Uma delas é o Esporte Dá Samba, programa assistencial da Secretaria Municipal de Esportes, Recreação e Lazer, que desenvolveu de 2014 a 2016 uma escola de samba mirim com crianças de comunidades da cidade. Conforme a assessoria de imprensa da Secretaria, o programa foi interrompido com a mudança de gestão. Há também registro a respeito da Universidade Popular do Carnaval, iniciativa que pretendia realizar atividades formativas no Porto Seco, capacitando profissionais para as diversas funções relativas à festa. Apesar de estar presente na LOA de 2006 a 2014, a ideia nunca foi executada.

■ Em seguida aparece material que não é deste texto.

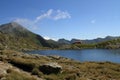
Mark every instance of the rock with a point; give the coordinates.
(50, 68)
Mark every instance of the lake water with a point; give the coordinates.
(84, 54)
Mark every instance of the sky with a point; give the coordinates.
(55, 19)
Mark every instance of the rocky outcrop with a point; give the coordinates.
(50, 68)
(3, 69)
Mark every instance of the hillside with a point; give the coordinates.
(15, 36)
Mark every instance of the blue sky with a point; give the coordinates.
(81, 19)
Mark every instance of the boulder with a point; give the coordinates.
(50, 68)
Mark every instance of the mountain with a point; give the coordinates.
(15, 36)
(97, 40)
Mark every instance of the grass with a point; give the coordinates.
(13, 75)
(71, 70)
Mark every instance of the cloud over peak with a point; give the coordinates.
(50, 14)
(54, 15)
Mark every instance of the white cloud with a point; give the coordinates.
(29, 24)
(50, 14)
(45, 15)
(54, 15)
(48, 38)
(93, 21)
(61, 15)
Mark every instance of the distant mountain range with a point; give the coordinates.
(15, 36)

O Observatório da Cultura de Porto Alegre, órgão ligado à prefeitura, realizou outro estudo, comparando os valores da LOA com os dados presentes no Tribunal de Contas do Estado (TCE-RS), que mostram quanto de fato foi executado para cada ação. Embora o Observatório tenha preferido realizar uma análise comparativa a partir dos valores absolutos (confira aqui a conclusão), optamos por observar no estudo do Observatório os dados relativos, ou seja, o percentual investido no Carnaval em relação aos montantes totais dos orçamentos da prefeitura e da Secretaria Municipal de Cultura que foram de fato empenhados segundo o TCE-RS.
A partir desse viés, é possível notar uma crescente negligência com os investimentos no Carnaval, que representaram, em média, 0,20% do total orçamentário executado anualmente para as despesas do município. Notamos que, se em 2006 o valor correspondia a 0,34%, oscilou, para depois diminuir progressivamente até representar 0,10% do total da prefeitura em 2016 e 0% em 2017.
Com relação ao total executado em todas as ações da Secretaria Municipal de Cultura, 2006 foi o ano em que mais se valorizou o Carnaval, quando a festa representou 17,4% do total empenhado, valor que chegou a 8,2% em 2016 e 0% em 2017.
Respostas da prefeitura
Em entrevista por telefone, o secretário-adjunto de cultura, Leonardo Maricato, se pronunciou sobre a não realização do Carnaval em 2018. “Não é mistério pra ninguém a situação financeira da prefeitura. Nós temos entendimento da importância do Carnaval e da cultura popular. O Carnaval é uma soma de muitas culturas num espetáculo só, com a música, a dança e tem o resgate cultural da história que é contada na avenida. É um prejuízo muito grande a não realização do Carnaval. O problema é a falta de recursos, nós estamos atrasando folha de pagamento.”
O secretário também afirmou que há previsão de a prefeitura voltar a investir no Carnaval assim que a situação financeira for resolvida. “Há um planejamento para que isso retorne e isso inclui alguns projetos encaminhados na Câmara de Vereadores para melhorar a arrecadação.” Sobre a gestão e a manutenção do sambódromo, o secretário afirmou que “o Porto Seco está sendo recuperado, a fiação elétrica estava muito esfacelada, eles arrancaram todos os cabos do solo, o sistema estava muito degradado, estava ocorrendo consumo de entorpecentes e atos sexuais. Nós fizemos uma limpeza do local e a recuperação da estrutura física da casa de força. Esse processo está em andamento para que se entregue o Porto Seco em condições para que se realize o Carnaval e também para que seja utilizado pela comunidade o ano inteiro para outros eventos.”
A reportagem também entrou em contato com a Liespa, mas até o momento da publicação, não obteve resposta.